The lesson he draws from this is that Israel needs to maintain a military presence in the West Bank for “a very long time.”
Netanyahu has a long history of advocating U.S. intervention in Iraq.
On Sept. 12, 2002, Netanyahu spoke for two hours to the U.S. House of Representatives Oversight Committee in favor of U.S. military action in Iraq. He did not hedge. In his opening remarks, having just referred to Israel’s 1981 attack on Saddam Hussein’s nuclear reactor, he said:
Today the United States must destroy the same regime because a nuclear-armed Saddam will place our entire world at risk.
At the time, Netanyahu represented only himself (although in November of the same year he would join the government as foreign minister). And his recommendations apparently directly contradicted the advice Prime Minister Ariel Sharon was giving President George W. Bush. Sharon reportedly told Bush that if he was to invade Iraq, he should get in and leave post haste lest he mire the United States in the region.
Netanyahu recommended a long-term commitment. Asked by Rep. Connie Morella (R-Md.) whether an extended U.S. presence could contain sectarian fallout from regime change, he said:
If the U.S. goes in merely throws out Saddam and walks away I think it will miss an important opportunity and this is the great opportunity that would be afforded to the Middle East, to the prospects of peace and development, the Iraqi people themselves and others. That is if the United States after the ouster of Saddam seeks to advance a democratized Iraq, couples those political goals with an economic package to rebuild the infrastructure of Iraq, to advance it.

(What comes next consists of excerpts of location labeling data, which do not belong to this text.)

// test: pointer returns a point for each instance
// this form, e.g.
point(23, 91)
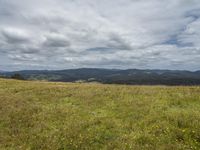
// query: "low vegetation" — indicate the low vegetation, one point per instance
point(57, 116)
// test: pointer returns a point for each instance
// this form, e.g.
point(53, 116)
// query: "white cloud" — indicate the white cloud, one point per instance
point(92, 33)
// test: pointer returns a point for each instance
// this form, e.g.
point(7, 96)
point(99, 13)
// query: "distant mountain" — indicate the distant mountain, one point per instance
point(113, 76)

Netanyahu often notes his predictions that have borne out; he did so at the 2002 hearing, suggesting that his past writings on terrorism were vindicated by the Sept. 11 2001 terrorist attacks. And he did so again on Sunday in a speech in Hebrew at the Institute for National Security Studies (an English simultaneous translation is here). His topic was the devolution of the Arab Spring.
I must tell you that from the start of the Arab Spring I was among those who were skeptical, to put it mildly, regarding the victory of liberalism. I was called all kinds of names — that I have an archaic worldview, that I don’t perceive the new Middle East coming alive before our eyes, etc.
He goes on to say that Western abandonment of military investments in the Middle East reaps chaos, and this underscores his broader argument for a long-term Israeli West Bank military presence:
Time after time, it’s been proven that after Western forces leave, it’s impossible to rely on local forces trained by the West to stop Islamists. That was the case with the Lebanese army against Hezbollah after Israel left Lebanon, that’s what happened in the Gaza Strip after the Palestinian Authority was routed by Hamas after we left, and this is what’s happening now in Iraq after the withdrawal of American forces.
Interestingly, Netanyahu’s address highlights his differences with the Obama administration on both Iraq and the West Bank. President Obama has made no apologies for pulling out of Iraq. For Obama, the costs of staying in Iraq outweighed the risks of withdrawal — while Netanyahu seems to suggest the reverse is true. Similarly, Obama emphasizes the danger to Israel’s future in holding onto the West Bank, while Netanyahu emphasizes the danger of not maintaining a military presence there.